Whilst the initial set up of Vista took forever and a day, this is hardly the hardware manufacturers fault, but it would have been nice to be able to switch on the machine for the first time and have it ready for me to set up my credentials rather than wait another 30 minutes for it to finish its install.
Vista set up issues aside, the Zepto packs impressive performance featuring the Core 2 Duo, today’s best mobile processor, which has so far been a runaway success in the notebook and desktop market. At this level of performance, the Zepto is capable of achieving an overall score of 4.5 on the Vista benchmarking system where scores reach a maximum of 5.9. Whilst none of the criteria reaches 5.9, the CPU, graphics and hard disk do reach scores of 5.1 and 5.2. This is thanks to the NVIDIA Geforce 8600M GT packed with a massive 512MB of dedicated memory and the 7200RPM 160GB hard drive, which helps to really drive throughput rates.
Expect nippy performance with the 2GB of RAM, although if you want to get the best performance out of the Core 2 Duo processor, opt for the 800MHz RAM rather than the slower 667MHz type that my review unit received.

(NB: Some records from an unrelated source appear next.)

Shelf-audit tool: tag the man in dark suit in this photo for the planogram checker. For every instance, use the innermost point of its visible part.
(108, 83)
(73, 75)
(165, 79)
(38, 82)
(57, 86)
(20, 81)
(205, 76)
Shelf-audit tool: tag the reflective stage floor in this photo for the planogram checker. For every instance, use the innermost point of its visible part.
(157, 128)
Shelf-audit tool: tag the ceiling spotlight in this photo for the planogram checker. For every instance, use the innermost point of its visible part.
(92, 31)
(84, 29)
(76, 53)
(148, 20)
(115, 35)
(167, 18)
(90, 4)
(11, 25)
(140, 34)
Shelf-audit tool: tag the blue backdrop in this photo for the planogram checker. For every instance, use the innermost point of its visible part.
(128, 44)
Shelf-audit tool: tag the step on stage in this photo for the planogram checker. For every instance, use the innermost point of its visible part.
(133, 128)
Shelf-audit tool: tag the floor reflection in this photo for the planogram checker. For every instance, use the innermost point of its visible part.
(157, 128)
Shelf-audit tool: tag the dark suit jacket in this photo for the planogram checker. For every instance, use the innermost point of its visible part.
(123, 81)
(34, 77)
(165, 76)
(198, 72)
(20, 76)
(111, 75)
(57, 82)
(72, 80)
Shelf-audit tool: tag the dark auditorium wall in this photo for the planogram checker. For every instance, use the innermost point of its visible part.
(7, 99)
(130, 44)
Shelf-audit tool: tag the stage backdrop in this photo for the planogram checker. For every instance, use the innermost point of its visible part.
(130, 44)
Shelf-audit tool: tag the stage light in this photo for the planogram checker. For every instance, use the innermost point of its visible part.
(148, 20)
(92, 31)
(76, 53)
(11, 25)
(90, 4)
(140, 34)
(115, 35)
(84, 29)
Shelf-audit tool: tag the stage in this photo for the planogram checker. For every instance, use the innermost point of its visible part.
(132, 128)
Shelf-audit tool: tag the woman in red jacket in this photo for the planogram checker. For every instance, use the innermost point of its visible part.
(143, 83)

This will eliminate any processor to memory performance bottlenecks but will add a little extra to the cost.
The keyboard has a logical layout that places the keys in the appropriate places without over-cramming like you get on some Toshiba models. In terms of its feel, it’s very generic so nothing special to report back. If you’ve typed on a budget laptop keyboard before, then you’ll feel right at home with the Zepto, but at least they got the layout right.

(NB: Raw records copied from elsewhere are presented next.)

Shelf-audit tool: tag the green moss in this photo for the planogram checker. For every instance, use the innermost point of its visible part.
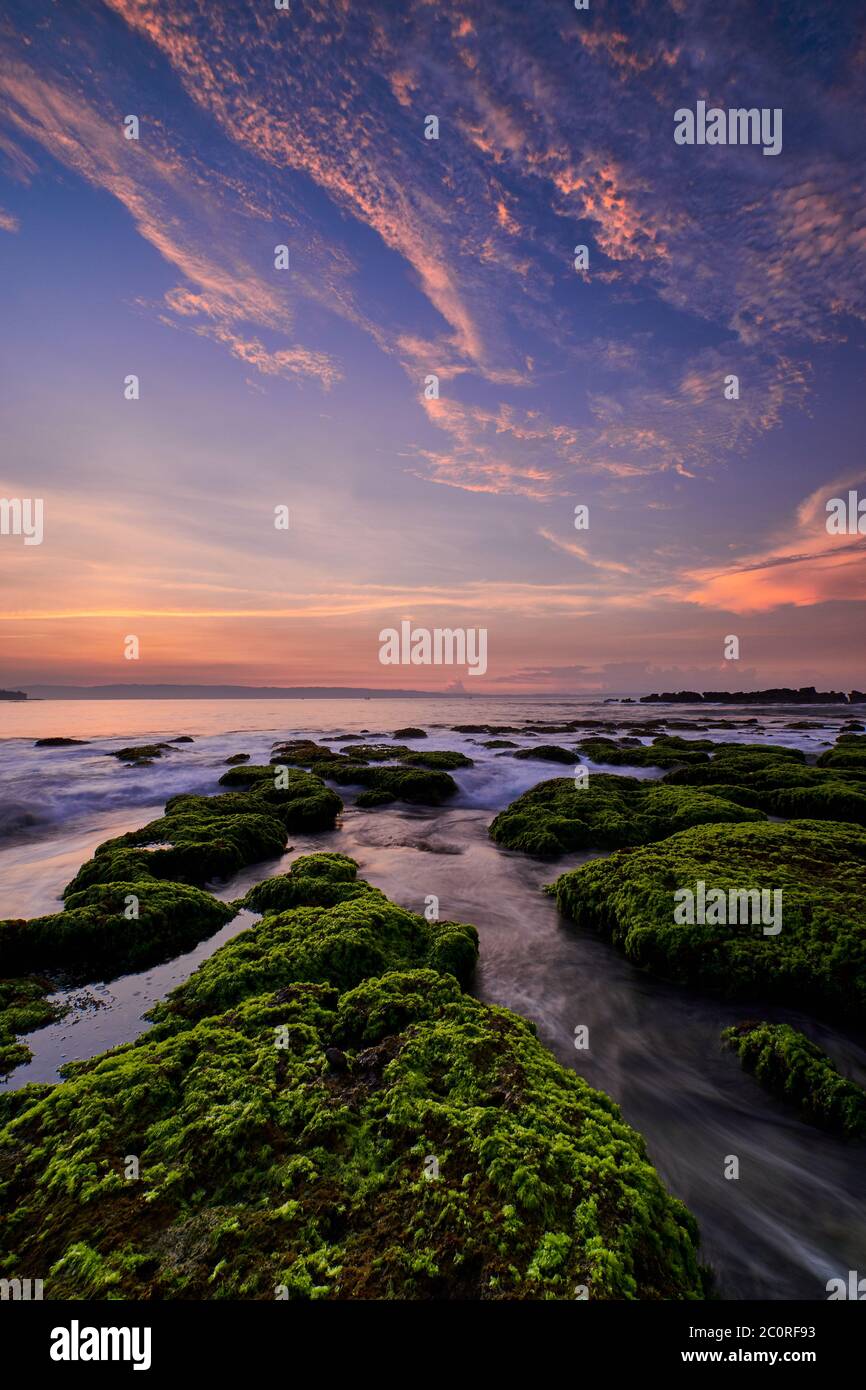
(413, 784)
(733, 762)
(848, 754)
(377, 752)
(548, 754)
(95, 940)
(444, 758)
(303, 752)
(609, 811)
(665, 751)
(141, 752)
(344, 1136)
(791, 1066)
(22, 1008)
(198, 840)
(356, 934)
(818, 961)
(314, 880)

Gaming benchmarks showed that whilst the 6625wd configuration I had was capable of playing Bioshock on Medium settings with good frame rates at 1680 x 1050 it wasn’t capable of performing at all on Crysis. Even when using low settings I wasn’t able to achieve any decent frame rates, which is unfortunate because I would have thought the DX10 card in the 6625wd and the Core 2 Duo processor would have been able to work some magic.
Games like the latest iteration of Command and Conquer delivered smooth frame rates even at the screens native resolution and with the graphics quality setting on maximum.
So what have I determined as I come to a close with the review? The 6625wd from Zepto won’t be shifting the alignment of the moon anytime soon, but it’s ideal if you’re looking for a mid-level gaming notebook without the excess or cost of a desktop replacement machine. There’s a sense that Zepto are striving to build a quality product with a rigid chassis that doesn’t creek and is actually quite slim and lightweight to lug around with you.
If Zepto want to generate more excitement and buzz around their notebooks, they’re going to have to do something a bit more special than what they’re throwing out right now. The 6625wd is an example of a product that could have been great had it just made a few other parts of the package right. But at the moment it just screams too much that it’s a generic product re-branded by an OEM, and whilst that’s where Zepto’s roots lie, if it ever wants to compete for real, it’s going to need to do something special and something different than everyone else.